The Minister of Transport and Logistics, João Jorge Matlombe, explained that LAM’s airfares continue to reflect a high cost structure influenced by excess staffing levels, elevated leasing expenses and reliance on imported Jet A-1 fuel. The Government is implementing cost-reduction measures, route optimisation and fleet renewal to progressively improve fare affordability while maintaining the airline’s sustainability.
As part of the sector reforms, the Government approved the sale of 91 percent of the State’s shares in LAM earlier in the year, generating USD 130 million for recapitalisation, operational restructuring and new aircraft procurement. The new shareholder group, consisting of HCB, CFM, EMOSE and other public funds, is intended to reinforce the airline’s strategic national role while keeping it under public control.
The restructuring process anticipates improvements in LAM’s financial stability, operational performance and overall service reliability. Key expectations include the acquisition of company-owned aircraft, redesigned routes, improved punctuality, stronger customer retention and the rollout of a new Business Plan for 2025–2030 with defined performance targets.
On fleet modernisation, the Prime Minister, Maria Benvinda Levi, confirmed that two Embraer 190 aircraft are expected to join the fleet within the year, supporting the gradual transition away from reliance on leased aircraft.

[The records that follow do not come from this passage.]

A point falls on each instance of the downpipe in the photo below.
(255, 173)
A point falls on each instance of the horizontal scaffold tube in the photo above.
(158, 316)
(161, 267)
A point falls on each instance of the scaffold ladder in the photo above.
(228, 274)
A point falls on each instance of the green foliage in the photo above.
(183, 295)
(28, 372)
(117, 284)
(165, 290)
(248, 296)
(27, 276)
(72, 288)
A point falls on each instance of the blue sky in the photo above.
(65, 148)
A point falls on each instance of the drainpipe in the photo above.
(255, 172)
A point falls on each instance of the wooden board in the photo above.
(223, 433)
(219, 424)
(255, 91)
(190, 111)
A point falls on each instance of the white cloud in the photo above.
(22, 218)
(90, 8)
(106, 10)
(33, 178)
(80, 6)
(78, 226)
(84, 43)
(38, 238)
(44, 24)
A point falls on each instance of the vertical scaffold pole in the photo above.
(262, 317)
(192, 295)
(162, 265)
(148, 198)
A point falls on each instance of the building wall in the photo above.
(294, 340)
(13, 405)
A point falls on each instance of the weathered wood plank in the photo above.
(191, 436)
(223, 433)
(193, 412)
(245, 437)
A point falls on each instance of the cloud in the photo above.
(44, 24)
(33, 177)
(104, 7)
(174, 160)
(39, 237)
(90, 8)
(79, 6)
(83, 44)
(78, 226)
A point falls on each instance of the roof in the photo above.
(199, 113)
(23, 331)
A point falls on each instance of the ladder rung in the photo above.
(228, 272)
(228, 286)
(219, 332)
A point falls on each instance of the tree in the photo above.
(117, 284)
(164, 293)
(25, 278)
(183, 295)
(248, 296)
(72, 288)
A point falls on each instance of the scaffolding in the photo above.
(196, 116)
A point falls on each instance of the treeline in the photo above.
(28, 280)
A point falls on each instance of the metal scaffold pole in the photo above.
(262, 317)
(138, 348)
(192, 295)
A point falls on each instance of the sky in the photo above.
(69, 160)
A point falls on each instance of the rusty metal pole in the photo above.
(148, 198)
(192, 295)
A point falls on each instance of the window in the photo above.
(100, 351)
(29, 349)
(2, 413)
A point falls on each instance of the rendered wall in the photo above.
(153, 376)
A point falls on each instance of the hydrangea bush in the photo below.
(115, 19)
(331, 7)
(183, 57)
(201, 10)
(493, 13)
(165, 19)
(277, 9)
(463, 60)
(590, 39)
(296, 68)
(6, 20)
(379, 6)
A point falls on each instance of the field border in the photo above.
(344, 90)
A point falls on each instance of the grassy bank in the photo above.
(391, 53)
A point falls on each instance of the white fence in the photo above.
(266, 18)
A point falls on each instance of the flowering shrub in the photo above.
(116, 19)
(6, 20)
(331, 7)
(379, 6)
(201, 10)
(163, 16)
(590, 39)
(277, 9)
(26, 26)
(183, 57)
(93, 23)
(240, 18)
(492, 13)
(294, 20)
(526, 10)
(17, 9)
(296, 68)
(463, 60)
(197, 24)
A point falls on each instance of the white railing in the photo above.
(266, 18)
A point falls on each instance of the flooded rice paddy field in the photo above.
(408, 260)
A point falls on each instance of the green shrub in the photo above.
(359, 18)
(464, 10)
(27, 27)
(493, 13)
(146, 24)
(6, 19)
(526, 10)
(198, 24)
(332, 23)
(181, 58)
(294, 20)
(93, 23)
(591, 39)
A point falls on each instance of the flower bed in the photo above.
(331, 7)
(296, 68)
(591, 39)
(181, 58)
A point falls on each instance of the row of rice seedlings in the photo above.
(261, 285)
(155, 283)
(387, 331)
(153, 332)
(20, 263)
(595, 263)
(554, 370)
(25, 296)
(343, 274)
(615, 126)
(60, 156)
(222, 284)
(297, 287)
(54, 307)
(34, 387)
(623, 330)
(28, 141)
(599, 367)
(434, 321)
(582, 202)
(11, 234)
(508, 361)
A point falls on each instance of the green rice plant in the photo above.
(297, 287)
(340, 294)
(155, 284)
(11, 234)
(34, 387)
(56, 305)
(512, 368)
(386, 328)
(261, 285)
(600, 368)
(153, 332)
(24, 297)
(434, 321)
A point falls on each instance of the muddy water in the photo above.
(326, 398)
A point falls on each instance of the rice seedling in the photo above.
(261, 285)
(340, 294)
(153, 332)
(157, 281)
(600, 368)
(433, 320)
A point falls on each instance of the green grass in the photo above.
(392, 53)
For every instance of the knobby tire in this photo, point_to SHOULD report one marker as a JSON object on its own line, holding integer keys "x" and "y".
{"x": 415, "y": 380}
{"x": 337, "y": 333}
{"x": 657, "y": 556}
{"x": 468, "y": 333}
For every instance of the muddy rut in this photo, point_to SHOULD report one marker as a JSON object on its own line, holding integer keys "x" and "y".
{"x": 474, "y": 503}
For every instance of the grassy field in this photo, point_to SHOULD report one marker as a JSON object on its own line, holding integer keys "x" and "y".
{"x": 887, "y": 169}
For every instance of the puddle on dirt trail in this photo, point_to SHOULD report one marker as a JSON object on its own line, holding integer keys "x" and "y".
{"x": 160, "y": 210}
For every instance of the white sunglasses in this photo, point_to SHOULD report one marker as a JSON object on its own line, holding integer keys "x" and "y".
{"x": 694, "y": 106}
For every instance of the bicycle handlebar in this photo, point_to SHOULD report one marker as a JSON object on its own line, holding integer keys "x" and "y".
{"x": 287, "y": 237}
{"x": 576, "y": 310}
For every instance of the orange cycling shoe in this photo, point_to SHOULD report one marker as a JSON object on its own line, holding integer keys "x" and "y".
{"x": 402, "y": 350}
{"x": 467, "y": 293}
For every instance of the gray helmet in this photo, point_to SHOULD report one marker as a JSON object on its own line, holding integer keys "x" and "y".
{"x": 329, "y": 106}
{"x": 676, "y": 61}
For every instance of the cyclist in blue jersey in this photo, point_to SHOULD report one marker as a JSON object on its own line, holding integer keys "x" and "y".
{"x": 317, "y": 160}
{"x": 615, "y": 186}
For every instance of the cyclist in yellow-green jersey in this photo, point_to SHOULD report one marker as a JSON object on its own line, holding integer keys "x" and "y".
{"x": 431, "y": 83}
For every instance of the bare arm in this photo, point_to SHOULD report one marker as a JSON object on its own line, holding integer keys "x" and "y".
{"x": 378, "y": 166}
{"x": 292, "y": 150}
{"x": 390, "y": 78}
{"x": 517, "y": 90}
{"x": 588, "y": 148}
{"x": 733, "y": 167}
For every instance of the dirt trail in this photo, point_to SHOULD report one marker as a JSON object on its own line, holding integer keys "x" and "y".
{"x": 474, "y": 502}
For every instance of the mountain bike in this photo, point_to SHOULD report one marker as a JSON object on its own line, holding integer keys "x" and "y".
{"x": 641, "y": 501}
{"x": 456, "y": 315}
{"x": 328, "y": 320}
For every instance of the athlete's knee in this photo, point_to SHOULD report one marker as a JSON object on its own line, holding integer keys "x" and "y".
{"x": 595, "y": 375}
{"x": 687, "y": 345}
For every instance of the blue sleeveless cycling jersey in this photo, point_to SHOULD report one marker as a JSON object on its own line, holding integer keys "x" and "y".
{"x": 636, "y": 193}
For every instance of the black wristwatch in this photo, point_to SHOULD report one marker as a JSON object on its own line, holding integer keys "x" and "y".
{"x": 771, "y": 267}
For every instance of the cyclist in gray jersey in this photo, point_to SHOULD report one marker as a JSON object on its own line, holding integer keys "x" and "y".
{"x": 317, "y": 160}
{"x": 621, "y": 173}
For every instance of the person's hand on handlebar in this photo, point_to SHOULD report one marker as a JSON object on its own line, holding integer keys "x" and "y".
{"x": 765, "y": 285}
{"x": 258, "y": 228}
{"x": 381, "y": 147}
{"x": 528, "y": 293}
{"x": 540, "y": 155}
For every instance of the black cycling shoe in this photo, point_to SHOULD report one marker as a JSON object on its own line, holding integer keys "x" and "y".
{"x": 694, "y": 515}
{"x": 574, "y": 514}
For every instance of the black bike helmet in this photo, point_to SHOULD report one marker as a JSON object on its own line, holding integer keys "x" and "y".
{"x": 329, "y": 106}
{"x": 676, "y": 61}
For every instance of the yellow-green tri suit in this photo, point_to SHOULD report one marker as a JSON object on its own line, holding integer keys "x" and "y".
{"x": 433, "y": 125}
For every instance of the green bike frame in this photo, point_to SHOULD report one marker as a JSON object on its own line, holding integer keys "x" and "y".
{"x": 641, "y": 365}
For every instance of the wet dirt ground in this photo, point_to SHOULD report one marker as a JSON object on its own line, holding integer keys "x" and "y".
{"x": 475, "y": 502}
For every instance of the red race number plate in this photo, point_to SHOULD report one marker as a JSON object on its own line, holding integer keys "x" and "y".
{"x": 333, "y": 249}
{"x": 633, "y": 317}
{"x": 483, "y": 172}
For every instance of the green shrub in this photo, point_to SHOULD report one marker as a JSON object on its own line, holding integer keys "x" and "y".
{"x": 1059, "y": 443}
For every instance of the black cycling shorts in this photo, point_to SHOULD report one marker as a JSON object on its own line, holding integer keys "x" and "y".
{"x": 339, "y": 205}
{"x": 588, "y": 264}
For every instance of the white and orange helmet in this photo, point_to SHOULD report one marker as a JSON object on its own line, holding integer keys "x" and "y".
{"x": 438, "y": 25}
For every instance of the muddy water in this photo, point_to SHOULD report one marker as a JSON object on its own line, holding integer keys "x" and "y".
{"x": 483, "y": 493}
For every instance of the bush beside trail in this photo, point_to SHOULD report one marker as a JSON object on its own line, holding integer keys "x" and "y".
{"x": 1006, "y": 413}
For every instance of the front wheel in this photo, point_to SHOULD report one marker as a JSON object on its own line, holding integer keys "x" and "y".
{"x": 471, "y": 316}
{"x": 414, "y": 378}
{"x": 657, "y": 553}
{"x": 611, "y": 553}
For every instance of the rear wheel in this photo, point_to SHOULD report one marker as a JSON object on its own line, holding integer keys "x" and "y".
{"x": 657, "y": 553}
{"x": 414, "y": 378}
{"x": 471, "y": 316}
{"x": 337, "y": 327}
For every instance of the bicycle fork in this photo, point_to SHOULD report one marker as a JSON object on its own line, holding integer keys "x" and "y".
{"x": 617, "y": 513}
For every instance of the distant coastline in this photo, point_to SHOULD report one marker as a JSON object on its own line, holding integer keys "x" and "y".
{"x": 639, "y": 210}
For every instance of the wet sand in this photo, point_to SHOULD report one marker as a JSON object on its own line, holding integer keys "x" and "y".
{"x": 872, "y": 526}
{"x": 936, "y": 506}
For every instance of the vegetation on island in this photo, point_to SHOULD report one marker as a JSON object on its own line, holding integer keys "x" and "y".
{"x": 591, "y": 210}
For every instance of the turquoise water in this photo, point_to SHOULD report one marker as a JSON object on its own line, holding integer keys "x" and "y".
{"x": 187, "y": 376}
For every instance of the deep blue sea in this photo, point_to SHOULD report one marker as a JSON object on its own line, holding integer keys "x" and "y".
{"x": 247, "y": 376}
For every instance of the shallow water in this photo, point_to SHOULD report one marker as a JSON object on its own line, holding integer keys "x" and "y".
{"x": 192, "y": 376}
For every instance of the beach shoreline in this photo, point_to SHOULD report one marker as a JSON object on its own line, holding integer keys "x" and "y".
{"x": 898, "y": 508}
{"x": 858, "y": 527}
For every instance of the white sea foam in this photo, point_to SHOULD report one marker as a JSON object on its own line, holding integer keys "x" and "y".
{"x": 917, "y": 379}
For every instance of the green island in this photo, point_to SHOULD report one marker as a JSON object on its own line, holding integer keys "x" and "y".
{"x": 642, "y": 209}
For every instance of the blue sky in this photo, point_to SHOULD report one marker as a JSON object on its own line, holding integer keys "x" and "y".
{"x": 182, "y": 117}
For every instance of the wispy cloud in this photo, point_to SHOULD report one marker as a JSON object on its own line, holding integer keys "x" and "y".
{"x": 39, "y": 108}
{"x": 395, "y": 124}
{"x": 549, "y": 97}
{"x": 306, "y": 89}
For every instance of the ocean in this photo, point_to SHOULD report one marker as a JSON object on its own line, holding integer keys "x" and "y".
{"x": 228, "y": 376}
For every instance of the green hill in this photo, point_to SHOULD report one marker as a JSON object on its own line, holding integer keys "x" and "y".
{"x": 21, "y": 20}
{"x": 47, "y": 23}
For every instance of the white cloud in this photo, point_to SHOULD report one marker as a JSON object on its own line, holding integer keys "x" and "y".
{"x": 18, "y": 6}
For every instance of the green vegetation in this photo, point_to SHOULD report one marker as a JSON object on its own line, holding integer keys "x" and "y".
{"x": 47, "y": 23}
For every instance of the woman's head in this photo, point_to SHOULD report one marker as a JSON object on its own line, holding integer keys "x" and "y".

The issue of foreign-language use on domestic flights was attributed to the presence of foreign crews under wet-lease arrangements, which follow international practices. The Government plans to reverse this progressively as dry-lease aircraft enter service and national crews take over, with measures already in place to ensure Portuguese-language support on every flight.
The restructuring effort includes a strong focus on human-resource optimisation. An internal assessment identified workforce excesses, leading to a phased reduction of 80 positions, with further adjustments planned through the closure of underutilised offices, outsourcing of specific functions and implementation of an integrated ERP accounting system. Compensation packages are being administered in accordance with labour legislation to ensure fairness and transparency.
The Government also acknowledged broader structural barriers that limit competition on domestic routes, including high fixed costs, uneven infrastructure and currency-related challenges. In response, it is advancing a phased liberalisation of airspace while retaining LAM as an anchor operator. This liberalisation is supported by two strategic instruments nearing completion: the Air Transport Service Regulation, which will require operators to serve low-demand social routes, and the Civil Aviation Master Plan, which will set out long-term development priorities for the sector.
The overall restructuring of LAM is framed as an essential step towards restoring the national carrier’s efficiency, strengthening public service obligations and repositioning the company as a source of national pride.